Last week, as I was drinking from this Cha Xi setup, it struck me that this tea -which I had tried several times in more simple ways- had never tasted so good. Why?
1. The beauty of the setup adds to the pleasure of the tea, no doubt. It's like making a nice 'packaging' for the tea before gulping it down, consuming it.
2. But, as I already stressed before, a nice Cha Xi is not just about beauty. It is achieving beauty, harmony with the constraint of functionality: the chosen accessories should fit the tea that is brewed. For instance, for this raw, old arbor puerh mao cha from the 1990s (see this previous Cha Xi for pictures of the leaves), I chose a ZhuanTai (Shantou) Li Xin teapot from Chaozhou. Such a teapot uses a softer clay that makes old and/roasted tea very mellow.
I then chose a Qing plate and cups for the older feel of this tea. Besides, the blue and white porcelain matches the red clay very well. For the same reason, I used a blue Cha Bu as background, white flowers and a dark Jianyang bowl for used water.
The Yixing jar is the original jar I use to store this tea. Its porous clay allows this puerh to receive some air, which (unlike Oolong) it needs for aging. And, from an aesthetic point of view, this zisha jar nicely balances the white vase and flowers on the right. A man walks in the mountains on this jar. Like all good, truthful teas, the flavors are those of the nature surrounding the tea plantation. So, drinking such a tea is like a trip to its place of origin.
3. In our digital age, we are used to multitasking like checking e-mail, while listening to music and drinking tea. During busy tea tastings, as we drink one tea, we may already look forward to the next as we check the open leaves of the previous tea. But, as our concentration drifts, so does our ability to focus and enjoy the present moment, the present tea.
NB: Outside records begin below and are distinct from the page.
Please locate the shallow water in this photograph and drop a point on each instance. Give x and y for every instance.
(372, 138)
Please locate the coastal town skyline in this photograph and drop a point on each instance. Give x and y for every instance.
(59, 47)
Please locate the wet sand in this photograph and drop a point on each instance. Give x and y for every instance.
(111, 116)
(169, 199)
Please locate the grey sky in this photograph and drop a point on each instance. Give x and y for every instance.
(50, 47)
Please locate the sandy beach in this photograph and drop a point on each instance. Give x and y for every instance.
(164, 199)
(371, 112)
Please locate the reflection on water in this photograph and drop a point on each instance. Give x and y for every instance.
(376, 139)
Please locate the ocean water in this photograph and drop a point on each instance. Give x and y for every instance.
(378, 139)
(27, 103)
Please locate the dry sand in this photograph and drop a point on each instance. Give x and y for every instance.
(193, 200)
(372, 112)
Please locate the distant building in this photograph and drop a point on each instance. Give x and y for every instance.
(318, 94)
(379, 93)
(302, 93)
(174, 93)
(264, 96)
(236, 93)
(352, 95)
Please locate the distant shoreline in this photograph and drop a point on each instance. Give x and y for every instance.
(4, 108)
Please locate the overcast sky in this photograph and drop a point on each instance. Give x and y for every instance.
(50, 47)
Here, a dedicated Cha Xi for one tea is a help to find focus. Before the tea making starts, it requires all our attention. How do I feel? What tea would I like to drink now? What feeling would I like to express? What tea ware would fit this tea? What accessories would fit my feeling? What colors? Does this combination look nice?...
The tea is at the center of all these questions. When the Cha Xi is set up and ready, so are my heart and mind. They found peace and concentration. This then also influences the way I pour water and feel when it's ready to pour out.
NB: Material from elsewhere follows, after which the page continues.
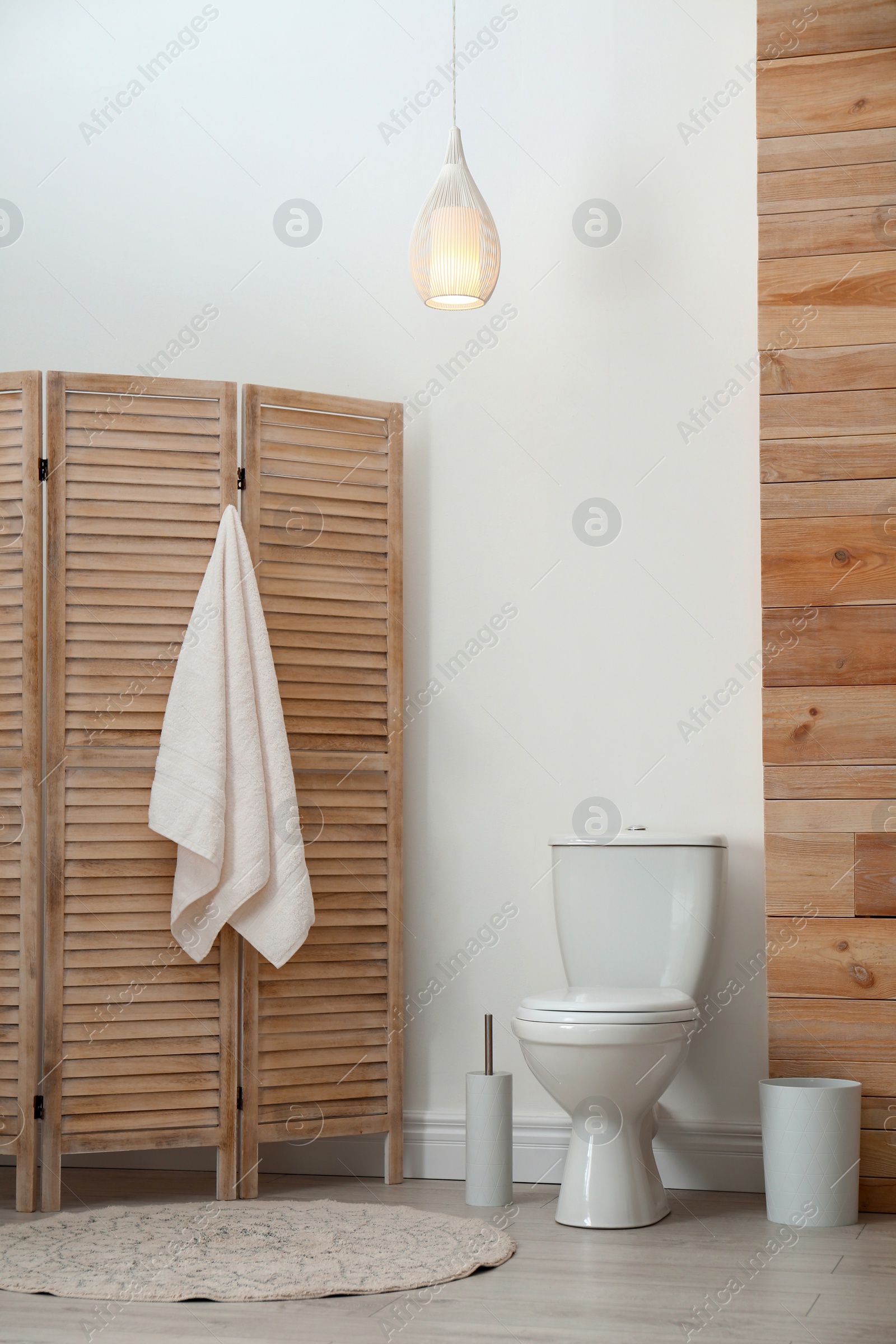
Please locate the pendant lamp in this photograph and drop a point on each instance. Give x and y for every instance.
(454, 254)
4. Setting up the Cha Xi reminds me of the self improvement book 'The Artist's Way at Work, Riding the Dragon'. By unleashing your artistic creativity in an important area of your life, you get an heightened sense of excitement and satisfaction. A tea brewed is not a tea drunk and gone, but a distinctive tea experience that lives on, especially now that I was able to capture it with words and pictures, and share it with you through my blog.
Note: This doesn't mean that I won't enjoy a cup brewed more simply. However, I have found that those Cha Xi moments have been among the most enjoyable. They have given my tea passion a new inspiration.